Machado would address that weakness. The two-time Gold Glove winner at third base has been one of the best players in baseball this season. He is hitting .313 with 21 home runs and 60 RBI. He is second in all Major League Baseball in batting average, home runs and RBIs among qualifying shortstops. Machado would certainly be capable of moving back to third base, where he has spent a majority of his playing career.
Although he commented that he “is a shortstop” recently, it would be ironic and likely for him to end up back at third base. It would be a similar path that his idol (notice the number he wears) Alex Rodriguez took when he was traded to the Bronx.
This would give the Yankees the best lineup in baseball, which could be another motivating factor. The lineup already presents three of the best sluggers in the sport with Aaron Judge, Giancarlo Stanton and Gary Sanchez. Machado would be an overwhelming fourth power-hitting addition that would make the lineup absolutely devastating. His additional right-handed bat would help the Yankees battle with AL East with rival Boston, whose rotation is filled with left-handers.

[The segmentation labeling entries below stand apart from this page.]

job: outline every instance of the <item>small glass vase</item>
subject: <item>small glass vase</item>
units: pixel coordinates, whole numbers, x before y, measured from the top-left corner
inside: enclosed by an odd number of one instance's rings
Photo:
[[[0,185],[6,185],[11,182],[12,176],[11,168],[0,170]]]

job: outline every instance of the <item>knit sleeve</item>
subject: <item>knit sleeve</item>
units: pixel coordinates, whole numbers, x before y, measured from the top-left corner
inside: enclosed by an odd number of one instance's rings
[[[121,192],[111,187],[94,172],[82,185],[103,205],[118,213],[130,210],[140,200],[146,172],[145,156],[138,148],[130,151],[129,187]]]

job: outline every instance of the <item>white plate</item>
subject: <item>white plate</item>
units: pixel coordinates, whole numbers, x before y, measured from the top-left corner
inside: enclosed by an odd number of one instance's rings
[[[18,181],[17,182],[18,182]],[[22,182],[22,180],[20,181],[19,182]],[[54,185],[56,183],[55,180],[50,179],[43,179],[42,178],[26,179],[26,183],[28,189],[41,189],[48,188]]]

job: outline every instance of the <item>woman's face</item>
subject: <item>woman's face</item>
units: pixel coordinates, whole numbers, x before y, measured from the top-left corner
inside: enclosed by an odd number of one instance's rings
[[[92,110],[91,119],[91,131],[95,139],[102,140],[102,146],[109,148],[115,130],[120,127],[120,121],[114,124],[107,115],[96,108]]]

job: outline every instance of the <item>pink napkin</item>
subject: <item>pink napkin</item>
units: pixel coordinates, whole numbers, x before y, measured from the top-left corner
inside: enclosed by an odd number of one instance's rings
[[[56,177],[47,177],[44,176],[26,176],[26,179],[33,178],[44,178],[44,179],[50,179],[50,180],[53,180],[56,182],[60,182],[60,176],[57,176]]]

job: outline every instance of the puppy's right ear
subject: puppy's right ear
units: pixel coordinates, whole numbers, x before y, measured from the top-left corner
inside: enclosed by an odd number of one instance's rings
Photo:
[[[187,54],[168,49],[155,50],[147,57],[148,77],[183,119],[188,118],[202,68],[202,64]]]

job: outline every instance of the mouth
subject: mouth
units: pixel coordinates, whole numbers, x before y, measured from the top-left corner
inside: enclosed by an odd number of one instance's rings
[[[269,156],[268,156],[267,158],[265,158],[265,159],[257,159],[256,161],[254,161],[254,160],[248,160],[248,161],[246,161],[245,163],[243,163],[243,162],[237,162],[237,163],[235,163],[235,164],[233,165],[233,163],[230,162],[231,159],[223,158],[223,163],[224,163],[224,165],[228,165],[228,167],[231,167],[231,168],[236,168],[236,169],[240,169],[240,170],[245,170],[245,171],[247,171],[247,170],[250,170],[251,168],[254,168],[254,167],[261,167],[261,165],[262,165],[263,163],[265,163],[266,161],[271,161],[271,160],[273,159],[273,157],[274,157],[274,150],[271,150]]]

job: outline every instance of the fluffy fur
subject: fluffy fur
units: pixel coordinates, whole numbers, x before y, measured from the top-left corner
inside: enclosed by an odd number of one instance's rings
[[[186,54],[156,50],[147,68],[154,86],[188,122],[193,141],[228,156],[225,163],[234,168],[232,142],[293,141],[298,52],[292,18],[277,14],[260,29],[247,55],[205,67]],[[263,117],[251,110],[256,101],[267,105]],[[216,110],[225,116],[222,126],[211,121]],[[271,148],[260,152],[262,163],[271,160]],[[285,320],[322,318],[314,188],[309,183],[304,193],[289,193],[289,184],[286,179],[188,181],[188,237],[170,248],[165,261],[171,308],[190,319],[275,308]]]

One of the more daunting would be the need to possibly overpay. It is unlikely that Baltimore would want to move their star player to a team in the division if they could avoid it. Baltimore has been linked to mainly teams in the National League when it comes to trade talks, including the Arizona Diamondbacks, Milwaukee Brewers, and Los Angeles Dodgers. This is not a coincidence. While shipping him to New York could yield the best return, Baltimore would likely be inclined to make the Bombers overpay to trade him within the division. Even if he is a pending free agent.
In fact, it would be Machado’s impending free agency that should be on the shorter end of concerns for the Yankees front office. Even with the team’s desire to stay below the luxury tax threshold, they should have enough assets to add one large contact at the deadline and stay under. The Yankees would also be on the short list of teams that would be able to meet Machado’s large contract demands after the season. That coupled with offering him the chance to play third for a World Series contender would make it likely that they could convince him to stick around.

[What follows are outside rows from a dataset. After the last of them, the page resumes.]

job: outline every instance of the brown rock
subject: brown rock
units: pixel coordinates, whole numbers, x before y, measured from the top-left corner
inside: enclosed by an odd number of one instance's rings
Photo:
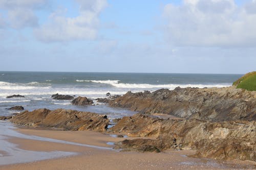
[[[93,102],[92,100],[88,99],[86,97],[81,97],[79,96],[74,99],[71,103],[74,105],[84,106],[91,105],[93,103]]]
[[[22,126],[62,130],[106,130],[110,120],[98,114],[76,110],[41,109],[24,112],[13,117],[11,122]]]
[[[52,95],[52,98],[56,100],[72,100],[74,99],[74,96],[70,95],[62,95],[58,93]]]
[[[133,137],[154,137],[118,143],[124,150],[143,151],[145,146],[159,151],[193,149],[195,156],[218,159],[255,161],[256,122],[209,122],[197,119],[173,119],[141,114],[123,117],[109,133]]]

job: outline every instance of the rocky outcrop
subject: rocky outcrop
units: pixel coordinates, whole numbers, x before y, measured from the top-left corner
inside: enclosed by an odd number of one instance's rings
[[[46,109],[24,112],[10,121],[17,125],[62,130],[106,130],[110,120],[98,114],[76,110]]]
[[[92,100],[88,99],[86,97],[79,96],[73,100],[71,103],[74,105],[84,106],[90,105],[93,103]]]
[[[8,98],[25,98],[25,96],[21,95],[19,95],[19,94],[17,94],[17,95],[14,94],[14,95],[12,95],[8,96],[6,97],[6,98],[8,99]]]
[[[209,122],[195,118],[161,119],[136,114],[123,117],[111,133],[154,139],[125,140],[116,143],[124,151],[158,152],[193,149],[195,156],[218,159],[256,160],[255,121]]]
[[[62,95],[56,93],[55,94],[52,95],[52,98],[53,99],[56,100],[72,100],[74,98],[73,96],[69,95]]]
[[[0,120],[6,120],[6,119],[9,119],[10,118],[11,118],[12,117],[12,116],[0,116]]]
[[[23,107],[22,107],[22,106],[17,106],[12,107],[9,108],[8,109],[9,110],[24,110],[24,108]]]
[[[256,120],[256,91],[235,87],[129,91],[109,104],[141,113],[165,113],[214,122]]]

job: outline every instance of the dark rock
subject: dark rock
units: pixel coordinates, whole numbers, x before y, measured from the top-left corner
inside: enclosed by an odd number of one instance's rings
[[[74,99],[74,96],[70,95],[62,95],[58,93],[52,95],[52,98],[56,100],[72,100]]]
[[[182,118],[213,122],[256,120],[256,91],[236,89],[177,87],[148,91],[127,92],[109,101],[110,106],[141,113],[163,113]]]
[[[22,126],[62,130],[93,130],[103,132],[106,130],[109,119],[96,113],[59,109],[25,111],[14,116],[10,121]]]
[[[121,120],[121,118],[115,118],[115,119],[113,119],[113,122],[118,123],[118,122],[120,121],[120,120]]]
[[[25,96],[24,95],[21,95],[19,94],[14,94],[13,95],[9,95],[6,97],[6,98],[25,98]]]
[[[74,99],[71,103],[74,105],[84,106],[91,105],[93,103],[93,102],[92,100],[88,99],[86,97],[81,97],[79,96]]]
[[[255,130],[255,121],[210,122],[135,114],[123,117],[108,131],[156,138],[126,140],[116,143],[117,147],[124,151],[195,150],[196,157],[254,161]]]
[[[8,109],[9,110],[24,110],[24,108],[22,106],[14,106]]]

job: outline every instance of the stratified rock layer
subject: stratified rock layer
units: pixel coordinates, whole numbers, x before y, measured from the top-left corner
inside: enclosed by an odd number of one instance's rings
[[[10,121],[22,126],[99,132],[106,130],[110,122],[108,118],[96,113],[61,109],[52,111],[46,109],[31,112],[25,111],[13,117]]]
[[[236,89],[176,88],[127,92],[109,102],[141,113],[165,113],[214,122],[256,120],[256,91]]]
[[[74,105],[84,106],[91,105],[93,103],[93,102],[92,100],[88,99],[86,97],[81,97],[79,96],[74,99],[71,103]]]
[[[56,100],[72,100],[74,99],[74,96],[70,95],[62,95],[56,93],[55,94],[52,95],[52,98],[53,99]]]
[[[123,117],[110,133],[156,139],[125,140],[116,143],[124,151],[158,152],[197,150],[195,156],[218,159],[256,159],[255,121],[209,122],[195,118],[169,119],[136,114]]]

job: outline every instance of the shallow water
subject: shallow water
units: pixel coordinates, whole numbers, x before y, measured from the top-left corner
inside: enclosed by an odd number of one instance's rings
[[[16,128],[13,127],[10,123],[0,120],[0,145],[1,146],[0,148],[0,165],[25,163],[77,154],[76,153],[69,152],[39,152],[23,150],[18,148],[17,145],[7,140],[12,137],[69,144],[102,150],[114,150],[111,148],[98,147],[33,135],[27,135],[15,131],[15,129]]]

The final problem would be that it doesn’t address one of the more glaring needs of the team: starting pitching. The Yankees have been linked to numerous starting pitchers, but none of them appear to be star-level caliber. The team’s pitching staff ranks second in the MLB in ERA, right behind the squad they lost to in last year’s ALCS, the Houston Astros. Unless Machado can take the mound every five days (unlikely), he would not be the answer for the team’s issue of starting pitching depth.

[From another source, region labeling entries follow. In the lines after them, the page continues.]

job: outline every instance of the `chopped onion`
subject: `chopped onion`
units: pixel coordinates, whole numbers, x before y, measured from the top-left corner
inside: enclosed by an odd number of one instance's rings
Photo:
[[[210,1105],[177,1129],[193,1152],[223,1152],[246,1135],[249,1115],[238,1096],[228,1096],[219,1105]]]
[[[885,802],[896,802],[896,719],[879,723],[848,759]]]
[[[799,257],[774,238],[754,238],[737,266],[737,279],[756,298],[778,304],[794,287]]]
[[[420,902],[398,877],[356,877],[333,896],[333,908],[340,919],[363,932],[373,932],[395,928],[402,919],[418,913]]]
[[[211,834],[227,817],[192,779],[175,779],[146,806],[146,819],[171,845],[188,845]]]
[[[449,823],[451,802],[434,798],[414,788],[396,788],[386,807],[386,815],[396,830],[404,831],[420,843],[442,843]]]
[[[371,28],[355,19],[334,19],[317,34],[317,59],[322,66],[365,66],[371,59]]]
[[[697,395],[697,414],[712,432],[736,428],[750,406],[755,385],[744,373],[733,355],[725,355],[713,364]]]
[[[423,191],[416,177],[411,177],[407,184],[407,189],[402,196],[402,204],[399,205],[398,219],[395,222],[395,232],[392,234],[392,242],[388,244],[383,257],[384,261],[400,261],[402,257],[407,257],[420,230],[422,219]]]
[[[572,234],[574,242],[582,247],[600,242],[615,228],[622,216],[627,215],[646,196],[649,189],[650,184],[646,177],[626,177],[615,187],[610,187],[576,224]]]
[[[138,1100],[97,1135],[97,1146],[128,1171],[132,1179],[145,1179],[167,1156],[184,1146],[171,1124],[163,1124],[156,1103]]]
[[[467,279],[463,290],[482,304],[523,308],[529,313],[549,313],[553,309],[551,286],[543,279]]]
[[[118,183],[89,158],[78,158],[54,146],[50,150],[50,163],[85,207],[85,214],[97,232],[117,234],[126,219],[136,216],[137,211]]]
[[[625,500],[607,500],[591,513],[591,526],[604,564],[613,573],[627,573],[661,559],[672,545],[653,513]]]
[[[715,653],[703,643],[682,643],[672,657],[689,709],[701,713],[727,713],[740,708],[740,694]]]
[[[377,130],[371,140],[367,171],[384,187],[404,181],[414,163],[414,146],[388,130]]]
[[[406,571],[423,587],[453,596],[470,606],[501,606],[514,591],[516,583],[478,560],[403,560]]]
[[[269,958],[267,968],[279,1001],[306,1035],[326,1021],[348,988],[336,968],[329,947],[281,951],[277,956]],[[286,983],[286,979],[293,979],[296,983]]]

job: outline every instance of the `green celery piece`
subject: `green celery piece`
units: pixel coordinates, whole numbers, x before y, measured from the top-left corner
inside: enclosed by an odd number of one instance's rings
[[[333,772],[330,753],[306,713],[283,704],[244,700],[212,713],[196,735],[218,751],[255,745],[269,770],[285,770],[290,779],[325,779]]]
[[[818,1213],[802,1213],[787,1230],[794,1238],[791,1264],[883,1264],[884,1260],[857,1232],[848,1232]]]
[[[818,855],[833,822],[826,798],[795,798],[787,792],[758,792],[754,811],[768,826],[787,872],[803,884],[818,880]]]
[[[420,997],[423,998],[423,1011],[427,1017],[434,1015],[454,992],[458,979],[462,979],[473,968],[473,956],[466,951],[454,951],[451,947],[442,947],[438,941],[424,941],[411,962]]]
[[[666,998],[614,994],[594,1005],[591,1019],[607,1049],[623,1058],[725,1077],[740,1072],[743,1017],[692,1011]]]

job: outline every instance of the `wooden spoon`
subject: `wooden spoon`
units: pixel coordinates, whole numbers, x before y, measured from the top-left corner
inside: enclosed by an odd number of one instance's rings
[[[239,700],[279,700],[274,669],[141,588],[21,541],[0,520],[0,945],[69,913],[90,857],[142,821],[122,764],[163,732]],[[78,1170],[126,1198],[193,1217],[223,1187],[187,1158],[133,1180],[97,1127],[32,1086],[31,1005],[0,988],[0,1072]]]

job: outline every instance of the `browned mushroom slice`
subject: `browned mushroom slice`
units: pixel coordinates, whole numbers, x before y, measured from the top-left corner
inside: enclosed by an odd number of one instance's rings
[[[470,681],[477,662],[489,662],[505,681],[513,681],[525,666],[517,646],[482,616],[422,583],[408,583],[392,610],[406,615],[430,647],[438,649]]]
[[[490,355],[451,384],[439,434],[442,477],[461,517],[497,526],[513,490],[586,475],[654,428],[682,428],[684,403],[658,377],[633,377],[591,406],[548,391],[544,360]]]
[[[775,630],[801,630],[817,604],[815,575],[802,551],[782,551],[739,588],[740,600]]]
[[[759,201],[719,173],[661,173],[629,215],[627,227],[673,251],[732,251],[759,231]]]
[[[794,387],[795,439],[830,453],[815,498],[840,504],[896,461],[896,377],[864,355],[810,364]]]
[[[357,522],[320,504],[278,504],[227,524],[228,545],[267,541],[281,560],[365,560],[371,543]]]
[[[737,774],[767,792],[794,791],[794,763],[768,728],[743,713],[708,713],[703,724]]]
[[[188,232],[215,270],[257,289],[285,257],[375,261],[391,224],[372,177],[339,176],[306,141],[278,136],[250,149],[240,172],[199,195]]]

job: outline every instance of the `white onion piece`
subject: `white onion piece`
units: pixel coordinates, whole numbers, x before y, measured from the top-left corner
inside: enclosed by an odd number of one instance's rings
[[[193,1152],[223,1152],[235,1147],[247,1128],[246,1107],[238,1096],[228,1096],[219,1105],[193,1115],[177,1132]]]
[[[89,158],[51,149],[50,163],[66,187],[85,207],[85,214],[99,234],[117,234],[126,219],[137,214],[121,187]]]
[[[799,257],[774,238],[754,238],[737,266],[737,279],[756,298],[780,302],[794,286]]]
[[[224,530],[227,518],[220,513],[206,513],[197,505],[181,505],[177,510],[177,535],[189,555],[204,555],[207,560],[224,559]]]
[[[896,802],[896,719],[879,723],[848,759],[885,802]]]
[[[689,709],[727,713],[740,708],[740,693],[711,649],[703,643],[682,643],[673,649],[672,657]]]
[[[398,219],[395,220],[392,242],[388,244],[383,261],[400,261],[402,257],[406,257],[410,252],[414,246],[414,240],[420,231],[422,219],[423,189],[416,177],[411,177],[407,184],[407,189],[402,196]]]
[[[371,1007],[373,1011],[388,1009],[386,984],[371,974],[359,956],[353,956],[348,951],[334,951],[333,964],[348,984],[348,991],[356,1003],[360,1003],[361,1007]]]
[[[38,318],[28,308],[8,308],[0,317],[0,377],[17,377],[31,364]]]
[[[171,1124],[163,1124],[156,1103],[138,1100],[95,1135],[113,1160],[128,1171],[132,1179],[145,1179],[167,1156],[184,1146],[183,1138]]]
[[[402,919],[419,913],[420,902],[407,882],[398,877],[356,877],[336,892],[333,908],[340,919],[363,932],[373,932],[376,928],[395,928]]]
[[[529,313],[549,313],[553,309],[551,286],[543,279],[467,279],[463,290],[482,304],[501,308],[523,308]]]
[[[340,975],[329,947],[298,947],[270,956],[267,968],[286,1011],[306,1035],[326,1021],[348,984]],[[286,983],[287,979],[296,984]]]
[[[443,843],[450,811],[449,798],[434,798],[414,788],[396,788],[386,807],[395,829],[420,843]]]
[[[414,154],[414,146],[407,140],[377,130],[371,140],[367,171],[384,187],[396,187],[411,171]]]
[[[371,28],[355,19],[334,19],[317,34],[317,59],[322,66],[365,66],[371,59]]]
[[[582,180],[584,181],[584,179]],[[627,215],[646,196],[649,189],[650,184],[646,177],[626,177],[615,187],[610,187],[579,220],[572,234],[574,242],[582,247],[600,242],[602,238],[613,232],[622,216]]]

The package would be costly (likely Andujar and Florial to start) and it may not solve the teams most important problem, but the acquisition of Manny Machado would make the entire sport of baseball go weak in the knees. It would be fascinating to possibly watch the best lineup in baseball against the best pitching staff in baseball in an ALCS rematch (one that the latter usually wins, just for the record).
Is it a move that is in the best interest of the organization, trading most of its stacked farm system for a player it doesn’t REALLY need? Probably not. Does it have other weaknesses that it should address? Of course. But, it would be a fun team to watch and the Yankees certainly have the farm system to make it happen. The team’s GM already did something similar this winter (and in the same swooping fashion) and it likely wouldn’t surprise anyone if he did it again. Even just daydreaming about the possibility might just make Brian Cashman turn it into a reality.